You see my husband and I are both project people. He is a left-brained thinker–always a list and he is motivated by what is on that list. His list includes all his work projects, exercise, eating, and his office. He stays focused on that list and doesn’t notice what is outside that list–unless he steps in something wet or has to step over toys or search for a clean dish. This is why my main goal is keeping his path clear (and he has a set path) so that he can focus on his work. Occasionally he will notice something beyond what is in his path–which is usually when we kick things into cleaning gear.


I on the other hand am a right-brained work by association sort. I don’t have a list I have a spiderweb of things I need to do with each associated to other things on the list.When I am tired or achy or getting sick then I want a clean house. I want things organized so I don’t have to worry about a bigger mess. Other times I am too focused on my current project to notice the rest of the mess. My brain doesn’t do lists and schedules–I have top work very,very hard to remember things when they are organized that way. Flylady doesn’t work for me–I resent being told to go clean my closet when I have other more pressing things that need done.

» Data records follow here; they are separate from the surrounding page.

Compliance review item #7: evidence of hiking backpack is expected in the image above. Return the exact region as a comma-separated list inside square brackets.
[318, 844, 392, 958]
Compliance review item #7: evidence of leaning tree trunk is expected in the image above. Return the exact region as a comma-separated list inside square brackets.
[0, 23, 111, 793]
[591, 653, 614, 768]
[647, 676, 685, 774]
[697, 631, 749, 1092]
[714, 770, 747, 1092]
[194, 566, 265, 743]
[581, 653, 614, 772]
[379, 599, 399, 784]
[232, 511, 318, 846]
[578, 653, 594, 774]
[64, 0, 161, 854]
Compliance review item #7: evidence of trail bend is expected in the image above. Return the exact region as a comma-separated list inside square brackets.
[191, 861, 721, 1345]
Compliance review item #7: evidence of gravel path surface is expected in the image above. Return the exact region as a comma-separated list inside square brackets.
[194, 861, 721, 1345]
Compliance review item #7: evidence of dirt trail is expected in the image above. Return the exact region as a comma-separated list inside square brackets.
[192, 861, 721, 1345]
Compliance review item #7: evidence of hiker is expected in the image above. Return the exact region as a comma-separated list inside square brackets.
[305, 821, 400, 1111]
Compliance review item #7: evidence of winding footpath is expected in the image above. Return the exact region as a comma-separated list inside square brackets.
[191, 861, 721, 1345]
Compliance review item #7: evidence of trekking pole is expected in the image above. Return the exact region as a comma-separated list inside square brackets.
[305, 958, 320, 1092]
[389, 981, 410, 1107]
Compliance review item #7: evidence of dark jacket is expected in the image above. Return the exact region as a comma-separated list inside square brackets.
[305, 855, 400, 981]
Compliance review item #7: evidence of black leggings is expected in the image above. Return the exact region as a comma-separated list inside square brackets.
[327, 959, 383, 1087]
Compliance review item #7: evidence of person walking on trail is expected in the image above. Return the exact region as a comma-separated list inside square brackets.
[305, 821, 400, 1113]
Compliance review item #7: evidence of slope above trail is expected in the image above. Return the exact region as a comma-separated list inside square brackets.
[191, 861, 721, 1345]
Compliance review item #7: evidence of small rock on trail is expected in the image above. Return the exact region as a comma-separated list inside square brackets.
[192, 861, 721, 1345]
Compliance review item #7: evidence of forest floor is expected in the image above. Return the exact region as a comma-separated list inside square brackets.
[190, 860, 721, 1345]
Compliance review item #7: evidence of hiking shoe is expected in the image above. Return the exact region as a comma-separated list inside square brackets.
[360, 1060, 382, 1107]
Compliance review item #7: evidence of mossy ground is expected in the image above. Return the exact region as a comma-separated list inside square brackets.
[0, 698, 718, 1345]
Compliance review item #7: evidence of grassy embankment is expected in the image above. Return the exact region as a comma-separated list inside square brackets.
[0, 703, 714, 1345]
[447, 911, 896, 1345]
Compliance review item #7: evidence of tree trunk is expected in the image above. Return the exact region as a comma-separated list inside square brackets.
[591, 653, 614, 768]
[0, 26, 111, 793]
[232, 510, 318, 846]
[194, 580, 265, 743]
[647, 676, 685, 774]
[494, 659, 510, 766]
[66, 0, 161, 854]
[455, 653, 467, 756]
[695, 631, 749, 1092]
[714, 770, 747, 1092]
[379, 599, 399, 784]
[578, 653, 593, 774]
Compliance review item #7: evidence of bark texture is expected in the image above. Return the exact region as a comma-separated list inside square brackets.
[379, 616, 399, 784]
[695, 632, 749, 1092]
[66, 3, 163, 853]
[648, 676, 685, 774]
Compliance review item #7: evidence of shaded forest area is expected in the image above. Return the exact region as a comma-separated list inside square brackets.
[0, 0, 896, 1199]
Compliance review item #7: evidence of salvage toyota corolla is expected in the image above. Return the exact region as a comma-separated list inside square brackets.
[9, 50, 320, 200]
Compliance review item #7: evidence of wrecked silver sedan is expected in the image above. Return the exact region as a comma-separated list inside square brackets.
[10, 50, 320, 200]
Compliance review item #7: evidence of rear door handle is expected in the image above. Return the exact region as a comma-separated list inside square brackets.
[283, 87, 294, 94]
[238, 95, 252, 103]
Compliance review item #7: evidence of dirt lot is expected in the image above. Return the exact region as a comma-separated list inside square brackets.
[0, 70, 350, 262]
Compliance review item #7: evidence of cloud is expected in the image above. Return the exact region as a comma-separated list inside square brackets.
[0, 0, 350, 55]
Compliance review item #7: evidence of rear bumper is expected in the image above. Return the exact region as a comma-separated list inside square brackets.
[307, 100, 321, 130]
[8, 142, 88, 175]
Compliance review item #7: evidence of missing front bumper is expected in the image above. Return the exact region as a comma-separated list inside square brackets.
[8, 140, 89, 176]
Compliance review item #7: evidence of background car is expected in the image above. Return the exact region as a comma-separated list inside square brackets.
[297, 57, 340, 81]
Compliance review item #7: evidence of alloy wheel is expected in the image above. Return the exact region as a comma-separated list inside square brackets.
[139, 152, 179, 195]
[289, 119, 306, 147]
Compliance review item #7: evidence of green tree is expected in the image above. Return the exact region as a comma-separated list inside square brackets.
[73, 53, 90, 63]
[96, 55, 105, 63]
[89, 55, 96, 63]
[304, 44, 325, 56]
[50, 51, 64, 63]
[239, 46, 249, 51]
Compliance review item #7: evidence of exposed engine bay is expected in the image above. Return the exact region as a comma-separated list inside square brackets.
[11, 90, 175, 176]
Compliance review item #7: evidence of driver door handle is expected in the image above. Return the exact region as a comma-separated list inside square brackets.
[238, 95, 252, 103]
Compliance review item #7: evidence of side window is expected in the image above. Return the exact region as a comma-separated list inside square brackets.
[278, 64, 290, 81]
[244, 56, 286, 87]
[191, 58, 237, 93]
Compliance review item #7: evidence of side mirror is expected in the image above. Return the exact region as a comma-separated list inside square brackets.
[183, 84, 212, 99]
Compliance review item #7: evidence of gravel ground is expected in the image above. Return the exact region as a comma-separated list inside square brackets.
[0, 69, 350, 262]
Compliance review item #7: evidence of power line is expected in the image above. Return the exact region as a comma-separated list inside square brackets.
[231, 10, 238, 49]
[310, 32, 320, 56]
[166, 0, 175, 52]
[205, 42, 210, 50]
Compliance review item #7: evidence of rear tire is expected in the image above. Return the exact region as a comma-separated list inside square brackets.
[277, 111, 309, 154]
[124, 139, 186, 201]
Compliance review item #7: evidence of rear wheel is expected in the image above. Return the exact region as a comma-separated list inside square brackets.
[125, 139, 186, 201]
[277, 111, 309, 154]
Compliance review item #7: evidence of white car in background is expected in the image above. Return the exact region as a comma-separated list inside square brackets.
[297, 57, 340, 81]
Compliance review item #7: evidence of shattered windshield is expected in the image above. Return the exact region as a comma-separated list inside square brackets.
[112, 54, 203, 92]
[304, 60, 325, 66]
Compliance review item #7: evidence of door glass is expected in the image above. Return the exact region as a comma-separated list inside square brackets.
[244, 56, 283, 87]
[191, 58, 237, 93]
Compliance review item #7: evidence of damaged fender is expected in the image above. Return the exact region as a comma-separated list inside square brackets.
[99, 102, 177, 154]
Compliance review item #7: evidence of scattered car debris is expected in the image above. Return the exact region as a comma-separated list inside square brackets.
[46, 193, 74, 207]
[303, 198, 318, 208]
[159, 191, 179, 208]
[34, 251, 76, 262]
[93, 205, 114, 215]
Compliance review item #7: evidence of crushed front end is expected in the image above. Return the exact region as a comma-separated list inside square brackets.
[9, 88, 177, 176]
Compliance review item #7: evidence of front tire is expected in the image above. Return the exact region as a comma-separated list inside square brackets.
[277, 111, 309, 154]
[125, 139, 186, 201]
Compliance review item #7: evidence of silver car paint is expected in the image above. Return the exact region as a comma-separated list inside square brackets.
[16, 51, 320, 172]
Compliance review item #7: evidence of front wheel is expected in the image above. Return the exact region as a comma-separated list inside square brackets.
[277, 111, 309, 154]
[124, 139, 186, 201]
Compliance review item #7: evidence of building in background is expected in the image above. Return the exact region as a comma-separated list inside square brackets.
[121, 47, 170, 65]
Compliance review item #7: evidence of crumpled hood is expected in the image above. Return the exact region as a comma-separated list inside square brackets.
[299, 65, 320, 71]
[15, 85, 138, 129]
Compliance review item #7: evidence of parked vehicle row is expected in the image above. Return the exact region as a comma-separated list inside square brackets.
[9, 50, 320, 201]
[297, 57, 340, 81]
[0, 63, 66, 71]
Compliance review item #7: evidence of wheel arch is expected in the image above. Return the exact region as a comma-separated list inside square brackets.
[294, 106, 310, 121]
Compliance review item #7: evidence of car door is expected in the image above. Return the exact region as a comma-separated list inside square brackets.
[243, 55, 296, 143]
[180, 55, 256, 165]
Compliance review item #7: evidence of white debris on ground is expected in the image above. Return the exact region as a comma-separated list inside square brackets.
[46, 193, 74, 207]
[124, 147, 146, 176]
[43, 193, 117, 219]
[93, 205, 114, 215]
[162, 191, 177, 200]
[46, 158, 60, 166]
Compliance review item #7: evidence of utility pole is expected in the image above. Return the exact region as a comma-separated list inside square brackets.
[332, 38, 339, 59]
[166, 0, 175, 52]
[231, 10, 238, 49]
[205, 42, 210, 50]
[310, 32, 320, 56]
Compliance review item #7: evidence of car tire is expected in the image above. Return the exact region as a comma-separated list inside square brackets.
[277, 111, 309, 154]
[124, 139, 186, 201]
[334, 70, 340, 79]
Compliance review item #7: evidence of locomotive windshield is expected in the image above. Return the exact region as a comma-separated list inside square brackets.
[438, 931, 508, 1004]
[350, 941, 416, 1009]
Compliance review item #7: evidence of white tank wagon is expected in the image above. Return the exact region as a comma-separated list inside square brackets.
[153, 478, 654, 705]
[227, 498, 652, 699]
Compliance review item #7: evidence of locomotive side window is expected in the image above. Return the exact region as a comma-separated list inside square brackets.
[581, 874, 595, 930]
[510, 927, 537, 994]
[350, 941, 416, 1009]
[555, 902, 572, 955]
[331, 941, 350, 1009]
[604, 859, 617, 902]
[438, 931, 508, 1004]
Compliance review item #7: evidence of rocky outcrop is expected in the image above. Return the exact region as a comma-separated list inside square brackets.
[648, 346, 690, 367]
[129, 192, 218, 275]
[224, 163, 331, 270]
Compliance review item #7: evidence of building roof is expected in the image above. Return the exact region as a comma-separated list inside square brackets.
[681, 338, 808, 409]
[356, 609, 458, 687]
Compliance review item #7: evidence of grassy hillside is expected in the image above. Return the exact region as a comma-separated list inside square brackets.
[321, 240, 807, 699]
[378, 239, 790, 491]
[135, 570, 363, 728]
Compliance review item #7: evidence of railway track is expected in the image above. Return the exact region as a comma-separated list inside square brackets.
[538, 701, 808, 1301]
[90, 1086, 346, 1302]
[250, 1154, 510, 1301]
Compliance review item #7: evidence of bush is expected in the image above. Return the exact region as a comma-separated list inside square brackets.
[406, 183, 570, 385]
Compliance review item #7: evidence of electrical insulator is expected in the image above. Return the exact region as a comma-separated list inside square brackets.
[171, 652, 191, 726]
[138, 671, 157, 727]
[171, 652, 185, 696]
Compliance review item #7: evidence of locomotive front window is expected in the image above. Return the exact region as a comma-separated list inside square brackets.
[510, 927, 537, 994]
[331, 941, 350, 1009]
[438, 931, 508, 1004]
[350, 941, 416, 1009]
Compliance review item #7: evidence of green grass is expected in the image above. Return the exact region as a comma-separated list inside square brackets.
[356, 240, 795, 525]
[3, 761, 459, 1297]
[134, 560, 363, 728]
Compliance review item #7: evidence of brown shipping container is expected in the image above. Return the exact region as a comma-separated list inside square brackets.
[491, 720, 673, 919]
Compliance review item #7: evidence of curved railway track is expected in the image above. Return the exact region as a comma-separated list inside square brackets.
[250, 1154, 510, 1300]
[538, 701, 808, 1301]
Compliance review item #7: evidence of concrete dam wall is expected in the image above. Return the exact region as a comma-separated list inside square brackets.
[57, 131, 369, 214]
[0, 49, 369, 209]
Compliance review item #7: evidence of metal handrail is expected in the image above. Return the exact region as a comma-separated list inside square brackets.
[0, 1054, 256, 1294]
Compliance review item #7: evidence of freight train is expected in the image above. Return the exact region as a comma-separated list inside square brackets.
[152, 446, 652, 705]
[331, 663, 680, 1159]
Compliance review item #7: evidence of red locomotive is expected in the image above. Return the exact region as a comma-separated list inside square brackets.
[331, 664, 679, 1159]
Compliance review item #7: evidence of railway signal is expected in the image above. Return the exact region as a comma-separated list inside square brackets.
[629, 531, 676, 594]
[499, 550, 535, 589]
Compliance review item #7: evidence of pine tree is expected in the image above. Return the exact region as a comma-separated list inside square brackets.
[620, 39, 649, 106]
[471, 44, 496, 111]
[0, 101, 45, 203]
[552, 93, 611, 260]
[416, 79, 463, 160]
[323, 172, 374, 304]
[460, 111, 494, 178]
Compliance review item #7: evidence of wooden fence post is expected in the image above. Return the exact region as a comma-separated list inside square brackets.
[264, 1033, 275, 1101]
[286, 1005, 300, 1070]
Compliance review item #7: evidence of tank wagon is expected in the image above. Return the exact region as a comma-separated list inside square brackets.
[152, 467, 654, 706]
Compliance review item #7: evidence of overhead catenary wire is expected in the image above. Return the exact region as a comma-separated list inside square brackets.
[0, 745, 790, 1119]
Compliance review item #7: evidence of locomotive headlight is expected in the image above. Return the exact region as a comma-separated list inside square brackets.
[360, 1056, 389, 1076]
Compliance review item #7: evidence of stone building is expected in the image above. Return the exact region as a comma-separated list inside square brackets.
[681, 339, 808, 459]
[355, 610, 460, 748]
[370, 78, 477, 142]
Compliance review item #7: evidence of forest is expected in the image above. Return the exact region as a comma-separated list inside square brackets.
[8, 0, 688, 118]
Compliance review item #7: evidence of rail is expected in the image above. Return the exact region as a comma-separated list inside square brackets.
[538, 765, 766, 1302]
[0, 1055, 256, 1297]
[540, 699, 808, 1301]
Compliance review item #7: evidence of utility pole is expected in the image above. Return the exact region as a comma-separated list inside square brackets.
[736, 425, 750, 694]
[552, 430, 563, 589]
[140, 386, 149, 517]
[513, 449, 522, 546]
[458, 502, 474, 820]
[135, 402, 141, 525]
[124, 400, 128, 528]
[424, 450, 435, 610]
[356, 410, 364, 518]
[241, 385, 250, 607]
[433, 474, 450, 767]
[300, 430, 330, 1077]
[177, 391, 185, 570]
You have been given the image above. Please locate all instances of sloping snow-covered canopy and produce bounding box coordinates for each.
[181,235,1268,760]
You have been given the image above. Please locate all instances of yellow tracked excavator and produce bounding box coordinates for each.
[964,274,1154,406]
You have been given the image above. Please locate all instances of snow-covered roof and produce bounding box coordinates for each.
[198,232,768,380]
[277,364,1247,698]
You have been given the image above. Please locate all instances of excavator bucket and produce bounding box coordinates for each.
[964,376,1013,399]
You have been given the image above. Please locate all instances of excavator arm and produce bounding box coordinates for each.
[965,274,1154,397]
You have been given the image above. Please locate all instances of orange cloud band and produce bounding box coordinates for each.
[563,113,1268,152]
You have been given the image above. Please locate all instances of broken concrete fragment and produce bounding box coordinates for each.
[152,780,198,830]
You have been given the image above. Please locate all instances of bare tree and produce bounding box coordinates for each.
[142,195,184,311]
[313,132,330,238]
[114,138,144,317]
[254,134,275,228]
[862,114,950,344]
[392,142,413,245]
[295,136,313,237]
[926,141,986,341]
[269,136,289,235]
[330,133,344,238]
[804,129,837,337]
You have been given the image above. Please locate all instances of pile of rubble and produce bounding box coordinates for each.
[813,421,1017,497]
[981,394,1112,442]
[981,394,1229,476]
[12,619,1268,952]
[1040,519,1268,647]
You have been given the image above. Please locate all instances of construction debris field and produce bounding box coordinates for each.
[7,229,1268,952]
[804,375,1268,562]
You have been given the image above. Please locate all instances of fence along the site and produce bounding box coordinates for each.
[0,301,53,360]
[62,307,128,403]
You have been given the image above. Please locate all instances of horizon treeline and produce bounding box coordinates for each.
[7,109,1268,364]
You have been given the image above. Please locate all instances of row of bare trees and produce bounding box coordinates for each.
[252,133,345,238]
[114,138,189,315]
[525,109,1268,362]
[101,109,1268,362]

I have realized that instead of trying to force myself to keep on top of our rather large house (the rooms are rather big and we have a huge basement) I need to train my mess makers to clean up after themselves. Since they think similarly to their parents who don’t notice mess unless it is in the way of a project, that means I need to train them to see the mess first so they can clean it uip immediately. Which means that I need to notice it as well.

One trick I have learned over the years is to pray. I literally have to pray that my eyes would be open to see the mess as others see it. Suddenly I see things I hadn’t noticed.


I also need to withhold privileges and reserve the right to stop the kids from doing anything else until they have dealt with the mess. I hate making them stop what they are doing just to clean up a mess, especially since it is usually something very interesting and creative that they are doing but I need to be determined and make sure to keep up with them and if I do then they will eventually learn. It is not as simple as just instilling a habit would normally be since the older two have learning disabilities that keep simple repetition from teaching–there has to be more to it and it takes longer than it would with a typical person.I also need to continually attack the clutter. With a big house and lots of grandparents every holiday adds to the clutter.You can’t just get rid of stuff and be done. Right now I am praising the Lord that my mother-in-law got the kids each a beach towel and that is all for Easter. Everyone else got them tons of random junk that they didn’t need and which is making its way at this very moment into the yard sale bags. The clutterific gifts have been on the decline but they are still too much. Even if each set of grandparent only bought the kids each one thing for each holiday that would be 60 new things a year. And most of the grands buy more, much more.


My kids do not need 60 new things each year!!! IT is too much!!! And those 60 don’t take into account all the little random stuff that show up at our house when they are decluttering their stuff and all the other stuff they ask for when we stop at the thrift shop. No wonder we have too much!
We are working on it. Maybe it is time to halve all our stuff again? We do that every few years and it helps. We have 10 garbage bags full of toys and clothes that the kids want to use in a yard sale–I know there is more, much more to be rid of. Too much is too much.

Right now the kids are working on cleaning up their upstairs hallway. It is full of random little toys and stuff that needs dealt with. Yesterday we attacked their rooms. They were trashed and ready to implode. Earlier this week we cleaned downstairs and everythig is already undone because they kept playing down here.